One of JET 24’s Meterologists, Tom DeVecchio, says, “Well, March was almost four degrees below normal. Farmers don’t like a cold March and this one was exceptionally cold”.
Erie also experienced record snowfall in March.
John Mason, Owner of Mason Farms, says, “We haven’t planted a thing yet… I think we’re running about two weeks behind just because of the weather.”
And, it’s not just produce getting pushed back. Mason says nurseries are behind, as far as digging shrubs and trees.
Anxious to get the growing season started, Mason is crossing his fingers and making a plan. If the snow holds off, next week Mason Farms will be hitting the fields. Underneath all of the hay is where the strawberries have been hidden; waiting for that warmer weather to hit.
And, John says, “Right now, we’ve usually got cover on our strawberries for our early strawberries… We haven’t got that done yet because there’s still snow on them, which we couldn’t cover.”
Mason says that at this point, strawberry season is already pushed back a week.

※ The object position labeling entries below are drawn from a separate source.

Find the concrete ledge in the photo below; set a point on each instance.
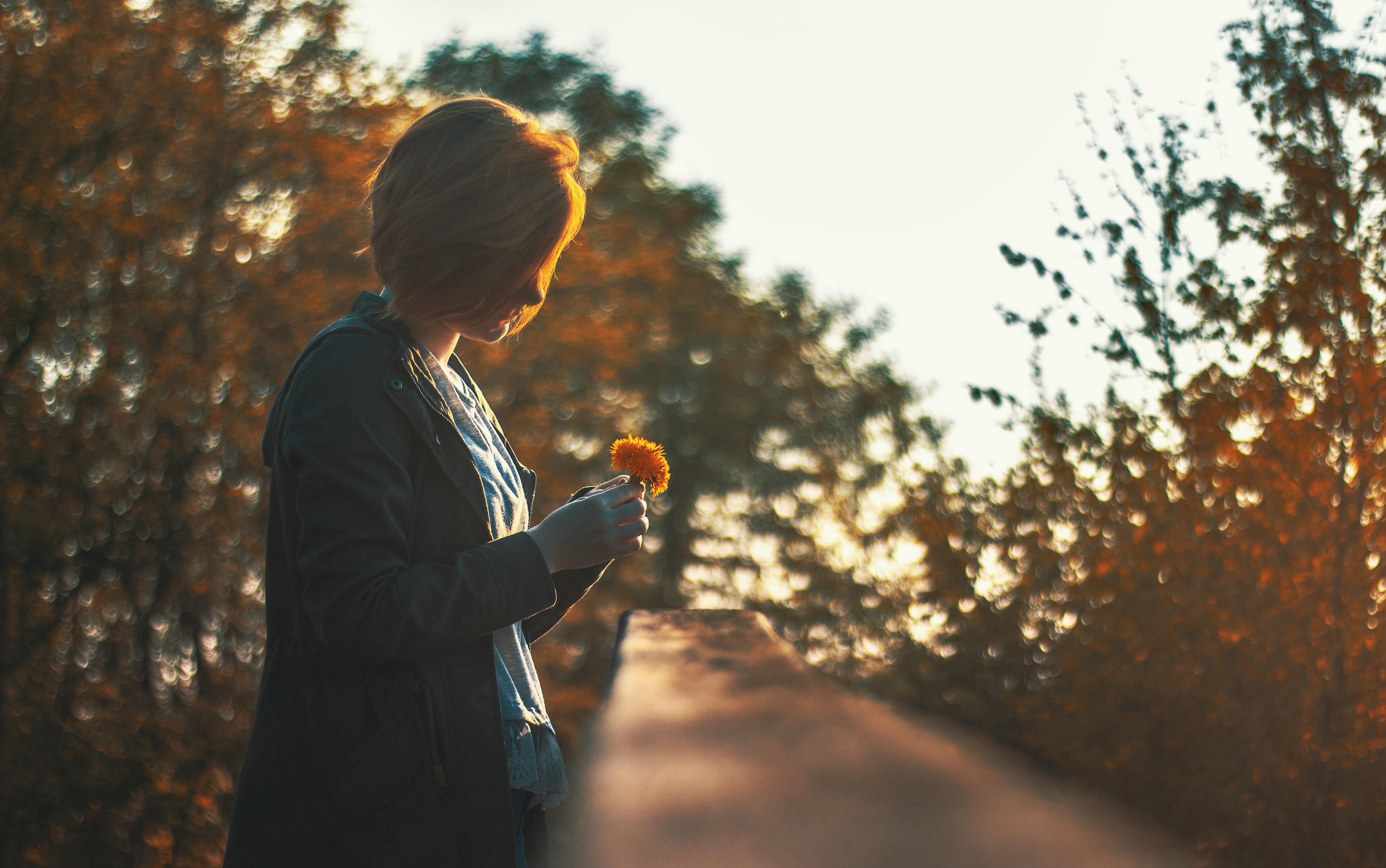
(718, 747)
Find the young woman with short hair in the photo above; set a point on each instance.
(401, 720)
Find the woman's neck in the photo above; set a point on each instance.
(440, 339)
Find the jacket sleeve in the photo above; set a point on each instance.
(347, 448)
(572, 585)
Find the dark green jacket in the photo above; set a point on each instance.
(377, 738)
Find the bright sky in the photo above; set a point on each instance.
(888, 149)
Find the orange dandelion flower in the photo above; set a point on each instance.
(644, 461)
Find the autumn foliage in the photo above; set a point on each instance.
(1174, 600)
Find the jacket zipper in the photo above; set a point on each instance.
(415, 380)
(419, 687)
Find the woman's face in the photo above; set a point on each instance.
(490, 333)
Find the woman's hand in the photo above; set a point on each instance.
(602, 525)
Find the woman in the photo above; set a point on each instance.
(400, 718)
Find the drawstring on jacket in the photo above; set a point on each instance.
(433, 738)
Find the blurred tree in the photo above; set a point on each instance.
(178, 208)
(1201, 578)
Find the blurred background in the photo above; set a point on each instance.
(1020, 362)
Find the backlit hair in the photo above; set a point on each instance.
(473, 204)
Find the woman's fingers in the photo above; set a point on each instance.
(620, 495)
(614, 481)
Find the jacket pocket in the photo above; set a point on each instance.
(377, 772)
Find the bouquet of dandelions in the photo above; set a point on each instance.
(644, 461)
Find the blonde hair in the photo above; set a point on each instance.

It could be longer depending on the upcoming weather. “If we come up with 70 degree days for a month and a half… we’ll have strawberries on time… if we don’t then they’re probably going to be pushed back.”
Unfortunately for Mason and other local farmers, DiVecchio says that dream weather probably isn’t coming. “April, unfortunately, Mother Nature doesn’t look too kind to the farmers. We’re looking at some colder temperatures once again. Even the most optimistic models are calling for a colder-than-normal month for April.”
April is also calling for above-average rainfall, not a good sign for farmers. But, despite the grim forecast, Mason asks consumers to bear with them. They’ll make sure they have product. It just may take a little bit longer this year. “I have a feeling when the sunshine does come, you’re going to see us running about 200 miles an hour.”